At Salesforce’s Agentforce World Tour in Sydney last week, Geocon CIO Andy Magee delivered a big red warning: the success of agentic AI isn’t about rolling it out – it’s about testing it in the real world first.

He believes if you implement it blindly, you risk a combination of customer frustration and lost trust.

Magee, who is in charge of Geocon’s AI initiatives, told B&T that he wants every customer interaction to feel “unbelievably helpful,” due to the agent “always getting it right”.

The Australian developer is preparing to launch a new AI sales development agent in Q1, building on what Magee describes as the “massive impact” of its first production AI agent in customer service. Yet he remains acutely aware of the hurdles, from initial skepticism to outright resistance.

“We’re definitely not rushing this,” Magee told B&T. “You don’t really get to take it back once it’s out there. I’m confident we’ll do this right, and that’s why we’re taking the time—it’s critical when you’re taking this inquiry away from a human initially.”

No more bottlenecks

Geocon’s first AI agent was built to tackle “a long-standing operational blind spot”: defect management for tenants and property managers.

Around 60 per cent of Geocon’s apartment sales go to investors, meaning the end resident is often not the original buyer. When defects are lodged — anything from cabinetry issues to water leaks — the developer still holds responsibility during the defect liability period, but historically lacked direct visibility and structured engagement with tenants.

“The problem was scale”, Magee said.

“When a high-rise precinct settles, sometimes hundreds of apartments at once, defect requests surge overnight.”

According to Magee, human teams “struggled to keep up”.

“Tickets were often incomplete, missing photos or critical information, subcontractors sent jobs back and tenants waited weeks before anything progressed,” he said.

“We have some critical things that it looks at, for instance a leaky tap. Anything that indicates there could be leaking water, we have an internal requirement to make that an urgent case, because no one wants a leak in their apartment and also there’s potential further damage to neighbouring apartments.”

So we’ve got some context built into the agent, where it’s able to understand certain things and certain cues to ensure that we’re able to actually prioritise those kinds of problems.”

Magee said the idea of using an AI agent has proved successful.

Embedded on a public-facing page, the conversational bot builds a tenant profile from scratch – categorises the issue, ensures minimum data requirements are met and instantly routes the case to the correct subcontractor.

Urgent cues – such as those water leaks – trigger internal prioritisation rules. The system also checks whether the defect falls within the liability period, filtering out invalid claims and educating tenants in real time.

Magee said “what previously took weeks of back-and-forth now happens within a single session.”

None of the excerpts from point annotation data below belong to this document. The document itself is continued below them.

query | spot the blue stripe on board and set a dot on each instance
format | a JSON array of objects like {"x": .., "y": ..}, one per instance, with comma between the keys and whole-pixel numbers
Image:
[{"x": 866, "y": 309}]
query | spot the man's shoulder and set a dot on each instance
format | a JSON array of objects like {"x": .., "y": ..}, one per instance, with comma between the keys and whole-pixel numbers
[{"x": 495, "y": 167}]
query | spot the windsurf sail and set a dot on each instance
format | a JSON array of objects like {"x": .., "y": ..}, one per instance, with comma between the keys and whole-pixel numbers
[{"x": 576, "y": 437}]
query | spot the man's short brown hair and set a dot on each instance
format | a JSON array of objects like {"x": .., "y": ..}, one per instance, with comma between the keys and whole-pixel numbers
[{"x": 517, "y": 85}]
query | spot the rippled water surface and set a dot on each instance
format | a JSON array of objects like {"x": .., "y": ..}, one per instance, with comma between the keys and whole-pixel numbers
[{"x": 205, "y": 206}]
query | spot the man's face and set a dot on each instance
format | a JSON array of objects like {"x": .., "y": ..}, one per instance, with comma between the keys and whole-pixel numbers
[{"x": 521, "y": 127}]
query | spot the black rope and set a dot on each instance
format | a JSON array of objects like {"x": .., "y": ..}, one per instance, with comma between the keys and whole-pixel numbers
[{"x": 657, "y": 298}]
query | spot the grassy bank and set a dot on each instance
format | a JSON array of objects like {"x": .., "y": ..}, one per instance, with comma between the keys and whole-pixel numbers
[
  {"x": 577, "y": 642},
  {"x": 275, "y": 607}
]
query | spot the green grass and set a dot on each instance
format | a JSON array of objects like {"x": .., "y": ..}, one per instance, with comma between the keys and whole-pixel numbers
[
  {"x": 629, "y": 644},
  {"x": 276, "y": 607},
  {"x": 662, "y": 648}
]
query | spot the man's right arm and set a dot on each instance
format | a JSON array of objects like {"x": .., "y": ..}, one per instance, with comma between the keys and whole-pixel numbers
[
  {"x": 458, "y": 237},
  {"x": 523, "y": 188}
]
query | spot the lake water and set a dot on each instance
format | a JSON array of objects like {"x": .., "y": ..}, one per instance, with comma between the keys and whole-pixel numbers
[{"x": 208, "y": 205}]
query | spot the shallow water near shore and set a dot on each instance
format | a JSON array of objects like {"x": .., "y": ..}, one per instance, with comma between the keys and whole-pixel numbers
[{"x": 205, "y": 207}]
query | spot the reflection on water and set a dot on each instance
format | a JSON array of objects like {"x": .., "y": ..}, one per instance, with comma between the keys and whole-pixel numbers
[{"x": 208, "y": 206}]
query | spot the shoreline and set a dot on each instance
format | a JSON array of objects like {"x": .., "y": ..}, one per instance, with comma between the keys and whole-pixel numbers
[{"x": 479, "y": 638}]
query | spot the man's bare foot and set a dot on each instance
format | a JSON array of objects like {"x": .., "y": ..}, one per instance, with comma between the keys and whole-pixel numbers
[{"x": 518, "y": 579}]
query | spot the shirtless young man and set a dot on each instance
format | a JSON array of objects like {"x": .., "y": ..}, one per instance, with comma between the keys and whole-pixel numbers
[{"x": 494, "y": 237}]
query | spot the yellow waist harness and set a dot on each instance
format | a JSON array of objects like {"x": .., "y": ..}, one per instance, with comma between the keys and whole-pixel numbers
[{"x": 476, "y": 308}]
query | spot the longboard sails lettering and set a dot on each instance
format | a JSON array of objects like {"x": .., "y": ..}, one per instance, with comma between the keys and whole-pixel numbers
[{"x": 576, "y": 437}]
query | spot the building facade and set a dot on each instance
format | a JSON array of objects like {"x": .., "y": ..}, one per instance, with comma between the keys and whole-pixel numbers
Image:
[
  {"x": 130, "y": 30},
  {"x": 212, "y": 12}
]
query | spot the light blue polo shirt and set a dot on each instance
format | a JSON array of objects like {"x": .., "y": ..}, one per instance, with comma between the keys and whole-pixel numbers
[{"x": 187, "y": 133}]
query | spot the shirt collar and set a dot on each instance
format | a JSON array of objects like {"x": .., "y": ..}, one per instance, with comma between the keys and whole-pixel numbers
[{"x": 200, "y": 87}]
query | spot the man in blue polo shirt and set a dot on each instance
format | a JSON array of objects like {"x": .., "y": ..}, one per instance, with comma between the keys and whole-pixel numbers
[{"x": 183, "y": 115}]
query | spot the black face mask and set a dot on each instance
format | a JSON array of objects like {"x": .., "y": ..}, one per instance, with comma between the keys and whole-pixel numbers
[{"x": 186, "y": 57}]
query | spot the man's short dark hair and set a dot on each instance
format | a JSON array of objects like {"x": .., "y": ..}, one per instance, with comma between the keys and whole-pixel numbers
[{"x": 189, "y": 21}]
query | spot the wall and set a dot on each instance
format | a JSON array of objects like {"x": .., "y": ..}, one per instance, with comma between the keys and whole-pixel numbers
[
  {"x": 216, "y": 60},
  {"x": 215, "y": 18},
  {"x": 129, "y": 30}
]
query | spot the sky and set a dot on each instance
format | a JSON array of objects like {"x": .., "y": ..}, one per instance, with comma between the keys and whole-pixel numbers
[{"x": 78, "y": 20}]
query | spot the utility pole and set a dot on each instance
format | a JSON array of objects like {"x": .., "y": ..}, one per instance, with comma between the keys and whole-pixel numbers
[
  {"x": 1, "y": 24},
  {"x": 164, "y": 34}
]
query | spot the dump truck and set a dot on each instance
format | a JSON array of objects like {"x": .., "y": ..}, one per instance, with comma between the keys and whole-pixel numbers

The impact has been felt across all sides: tenants receive faster fixes, property managers can bulk lodge issues efficiently, and subcontractors receive complete, actionable tickets.

“It’s infinitely scalable,” Magee said. “When inquiry goes up, AI just handles it.”

Another agent on the way, this time in sales

Now Geocon is moving further up the funnel.

Its next AI agent, which is currently in advanced testing, will act as a sales development representative, intercepting property enquiries from websites, listing portals and social media before they reach external sales agencies.

“If someone enquires on a Sunday night, within five minutes they’ll hear from us,” Magee explained.

Rather than simply sending a brochure, the AI builds a contextual profile which understands budget, investor status and interests, while also answering lifestyle-based questions using curated local data on schools, cafés, restaurants and amenities near each development.

He said the goal is not to replace the human agents, but to just elevate them.

“No real estate agent wants to do data capture and grooming,” he said. “They want to close sales. If we can hand over a fully profiled, sales-ready prospect, that’s better for everyone.”

Crucially, the AI is designed with guardrails. It introduces itself transparently, identifies when a prospect wants to speak to a human, and automatically escalates if engagement stalls. Human oversight capabilities are also on the roadmap.

Why you can’t ignore the frustration

Magee is candid about a core tension: not every customer wants to interact with AI.

Older generations may resist. Some buyers will simply prefer a human voice. Others may assume AI adds friction rather than value.

His view is pragmatic.

“Everyone’s going to have to become more accepting of it,” he said, noting that AI is rapidly becoming the default customer service layer across industries.

But acceptance, he argues, “must be earned”. Poorly implemented AI lowers expectations, and well-architected AI changes minds.

The focus, therefore, is not on deploying technology for its own sake – something Magee believes many organisations get wrong – but on solving defined business problems first. Geocon spent years strengthening its CRM data governance before layering AI on top, ensuring the agents operate with meaningful context rather than guesswork.

“If you don’t have good data, it’s very hard to have AI with context,” he said.

For customers who disengage, the system quickly routes enquiries to humans. For those who embrace the interaction, the goal is a “wow factor” — an experience so helpful that it enhances trust rather than erodes it.

“I want people to say, ‘I dealt with Geocon’s AI and it was unbelievably helpful.’”

A high-stakes launch

The sales AI is expected to go live by the end of Q1, though Magee is deliberately resisting pressure to accelerate the timeline.

The stakes are high internally as well as externally. A misstep could undermine sales team confidence and damage brand perception. A successful launch, however, could redefine how property developers manage global agency networks and customer journeys at scale.

For Magee, the strategy is clear: control the narrative, nurture the customer and use AI to enhance — not gatekeep — human expertise.

In a sector often criticised for patchy service and inconsistent communication, Geocon is betting that intelligent automation, done properly, can become a competitive advantage.

Whether customers love it or hate it will soon become clear. But one thing is certain: AI agents in property are moving from pilot projects to the front line.